Perhaps I could start by actually using the log level of the classes as the cue to determine which metrics to register:
if (LOG.isDebugEnabled) {

Related work

I've been trying to find out who else has done this, and what worked/didn't work, but there doesn't seem too much in published work. There's a lot of coverage of performance testing —but this isn't that. This about a philosophy of instrumenting code for unit and system tests, using metrics as that instrumentation —and in doing so not only enabling better assertions to be made about the state of the System Under Test, but hopefully providing more information for production monitoring and diagnostics.


In Distributed Testing, knowing more about state of the System Under Test aids both assertions and diagnostics. By instrumenting the code better, or simply making the existing state accessible as metrics, it becomes possible to query that state during test runs. This same instrumentation may then be useful in the System In Production —though that it is something which I currently lack data about.


It's not often (ever?) that I get people to review blog posts before I publish them: this one I did as it's introducing concepts in system testing which impacts everything from code to production system monitoring. Thank you to the reviewers: Jakob Homan, Chris Douglas, Jay Kreps, Allen Wittenauer, Martin Kleppman.

I don't think I've addressed all their feedback, especially Chris's (security, scope,+ others), and Jay went into detail on how structured logging would be superior —something I'll let him expound on in the Confluent blog.

Interestingly, I am exposing the s3a metrics as log data, —it lets me keep those metrics internal, and lets me see their values in Spark tests without changing that code.

AW pointed out that I was clearly pretty naive in terms of what modern monitoring tools could do, and should do more research there: On first blush, this really feels naïve as to the state of the art of monitoring tools, especially in the commercial space where a lot of machine learning is starting to take shape (e.g., Netuitive, Circonus, probably Rocana, etc, etc). Clearly I have to do this...

(Artwork: 3Dom in St Werburgh's)


  1. I can see this approach as very beneficial for testing non-functional requirements and side effects that aren't directly visible in the user-facing API footprint. Many of the examples in the article fit this mold. (What were the actual HTTP calls generated by seeks and reads? Did the app master receive a particular event?)

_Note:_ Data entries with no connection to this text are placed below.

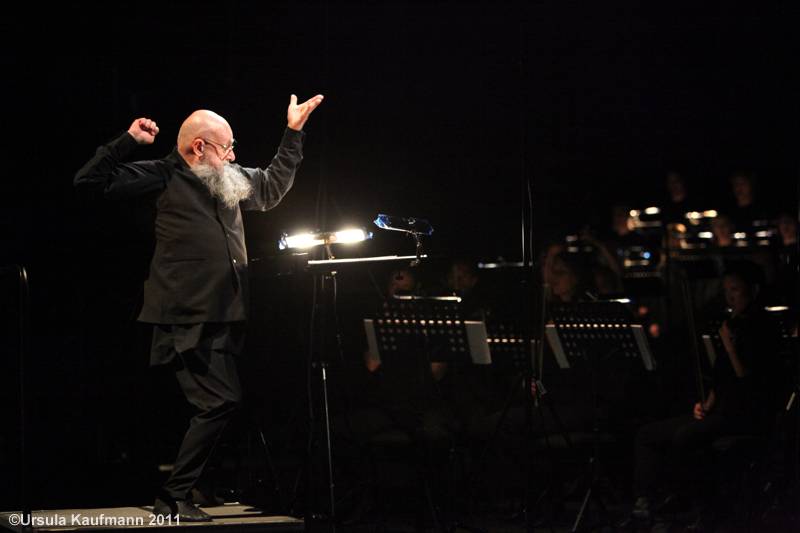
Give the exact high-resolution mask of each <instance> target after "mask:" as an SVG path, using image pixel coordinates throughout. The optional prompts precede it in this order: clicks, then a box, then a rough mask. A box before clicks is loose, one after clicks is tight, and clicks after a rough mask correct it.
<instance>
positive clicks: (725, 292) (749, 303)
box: [722, 262, 763, 317]
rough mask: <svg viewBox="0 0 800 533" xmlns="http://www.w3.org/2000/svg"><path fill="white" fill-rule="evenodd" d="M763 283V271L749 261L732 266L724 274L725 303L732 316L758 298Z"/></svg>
mask: <svg viewBox="0 0 800 533" xmlns="http://www.w3.org/2000/svg"><path fill="white" fill-rule="evenodd" d="M762 285H763V272H762V271H761V269H760V268H759V267H758V266H757V265H755V264H753V263H749V262H742V263H740V264H736V265H732V266H730V267H729V268H728V269H727V270H726V271H725V273H724V274H723V276H722V290H723V292H724V294H725V303H726V304H727V305H728V307H730V309H731V315H732V316H734V317H735V316H739V315H741V314H742V313H743V312H744V311H745V310H747V308H748V307H750V305H752V304H753V302H755V300H756V298H758V295H759V291H760V289H761V286H762Z"/></svg>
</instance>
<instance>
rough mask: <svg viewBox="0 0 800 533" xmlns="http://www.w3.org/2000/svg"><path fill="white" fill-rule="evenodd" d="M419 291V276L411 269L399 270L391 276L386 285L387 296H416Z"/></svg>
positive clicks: (409, 268) (401, 268)
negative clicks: (411, 295)
mask: <svg viewBox="0 0 800 533" xmlns="http://www.w3.org/2000/svg"><path fill="white" fill-rule="evenodd" d="M416 290H417V275H416V274H415V273H414V271H413V270H412V269H410V268H398V269H396V270H393V271H392V273H391V274H389V280H388V282H387V284H386V295H387V297H389V298H391V297H392V296H394V295H396V294H397V295H404V294H414V293H415V292H416Z"/></svg>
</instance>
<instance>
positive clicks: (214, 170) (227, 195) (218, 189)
mask: <svg viewBox="0 0 800 533" xmlns="http://www.w3.org/2000/svg"><path fill="white" fill-rule="evenodd" d="M192 172H194V173H195V175H196V176H197V177H198V178H200V181H202V182H203V183H204V184H205V186H206V187H208V192H210V193H211V196H213V197H214V198H216V199H217V200H219V201H221V202H222V203H223V204H225V206H226V207H228V208H229V209H233V208H234V207H236V206H237V205H238V204H239V202H241V201H242V200H246V199H247V198H249V197H250V193H251V192H253V186H252V185H251V184H250V182H249V181H248V180H247V177H246V176H245V175H244V174H243V173H242V172H241V171H240V170H239V169H238V168H235V167H233V166H231V165H229V164H226V165H225V166H224V167H222V172H219V171H218V170H217V169H215V168H214V167H212V166H211V165H207V164H205V163H200V164H199V165H195V166H194V167H192Z"/></svg>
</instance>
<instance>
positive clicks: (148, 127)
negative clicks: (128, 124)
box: [128, 118, 158, 144]
mask: <svg viewBox="0 0 800 533" xmlns="http://www.w3.org/2000/svg"><path fill="white" fill-rule="evenodd" d="M128 133H130V134H131V137H133V138H134V139H135V140H136V142H137V143H139V144H153V141H155V140H156V135H158V126H157V125H156V122H155V121H154V120H150V119H149V118H137V119H136V120H134V121H133V124H131V127H130V128H128Z"/></svg>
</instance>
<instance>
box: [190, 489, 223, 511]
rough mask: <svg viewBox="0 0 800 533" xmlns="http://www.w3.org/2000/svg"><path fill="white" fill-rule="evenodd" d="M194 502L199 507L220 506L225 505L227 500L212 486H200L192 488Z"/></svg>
mask: <svg viewBox="0 0 800 533" xmlns="http://www.w3.org/2000/svg"><path fill="white" fill-rule="evenodd" d="M192 503H193V504H195V505H197V506H199V507H219V506H220V505H225V500H223V499H222V498H220V497H218V496H217V495H216V493H215V492H214V491H213V490H211V489H210V488H206V487H200V486H198V487H195V488H193V489H192Z"/></svg>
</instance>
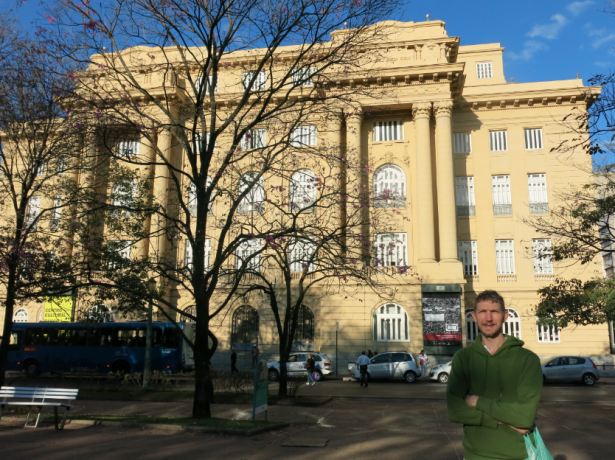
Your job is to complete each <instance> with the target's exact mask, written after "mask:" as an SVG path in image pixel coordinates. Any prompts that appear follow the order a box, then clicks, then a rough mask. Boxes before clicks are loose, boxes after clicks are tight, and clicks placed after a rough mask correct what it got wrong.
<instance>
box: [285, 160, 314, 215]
mask: <svg viewBox="0 0 615 460" xmlns="http://www.w3.org/2000/svg"><path fill="white" fill-rule="evenodd" d="M315 201H316V175H315V174H314V173H313V172H312V171H310V170H309V169H300V170H299V171H297V172H296V173H294V174H293V175H292V176H291V178H290V208H291V210H292V211H300V210H301V209H304V208H307V207H308V206H310V205H311V204H312V203H314V202H315Z"/></svg>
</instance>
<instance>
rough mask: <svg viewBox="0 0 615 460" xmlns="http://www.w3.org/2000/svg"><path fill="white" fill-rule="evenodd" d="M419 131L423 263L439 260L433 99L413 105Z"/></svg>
mask: <svg viewBox="0 0 615 460" xmlns="http://www.w3.org/2000/svg"><path fill="white" fill-rule="evenodd" d="M412 115H413V116H414V129H415V131H416V133H415V135H416V170H417V171H416V172H417V180H416V183H417V189H418V204H417V210H418V219H419V222H418V243H419V259H418V261H419V262H420V263H431V262H435V261H436V245H435V230H434V229H435V226H434V219H435V217H434V209H433V183H432V168H431V129H430V123H429V121H430V119H431V102H419V103H416V104H414V105H413V107H412Z"/></svg>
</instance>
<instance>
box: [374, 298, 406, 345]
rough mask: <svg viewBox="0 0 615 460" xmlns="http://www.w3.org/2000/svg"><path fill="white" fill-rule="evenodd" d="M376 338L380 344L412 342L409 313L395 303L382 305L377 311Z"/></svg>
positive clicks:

    Another classic example comes from JDBC applications: did we remember to close the connection after a query? This won't be directly visible to callers of a CRUD application, but it's incredibly important for application stability to prevent connection leaks. This can be checked by injecting mocks, but heavy mocking always strays from production reality and risks tightly coupling tests to today's specific implementation, which might evolve. With the metrics approach, we could publish metrics for connection open and connection close, and assert the two are the same after a test run.

    It appears the criticisms are more focused on deciding the exact structure of the metrics, not the fundamental concept of testing with metrics. I'll be curious to see that Confluent blog post too.

    Thanks for the article. I'm going to keep this in mind and explore if I can make use of it myself.

  2. Update: reviewing this based on more experience, there's one other limitation: brittleness of assertions to changes in the implementation.

    If your tests count things like number of HTTP requests made when you open a file, optimisations to reduce the # of those requests cause the tests to fail. To an extent, that's correct: its detecting a change which could be a sign of a regression. It just complicates S3Guard, where some assertions now end up being disabled when s3guard is enabled...the S3A client is going to DDB rather than S3, so the # of requests depends on the client configuration.

    There's hints of the mocking problem there, but not quite as bad. With mocking, you have to update the mock and assertions whenever the implementation changes. Here, there's no mock to try and keep in sync, only assertions whose failure needs to be looked at and changed if they are now obsolete


Comments are usually moderated -sorry.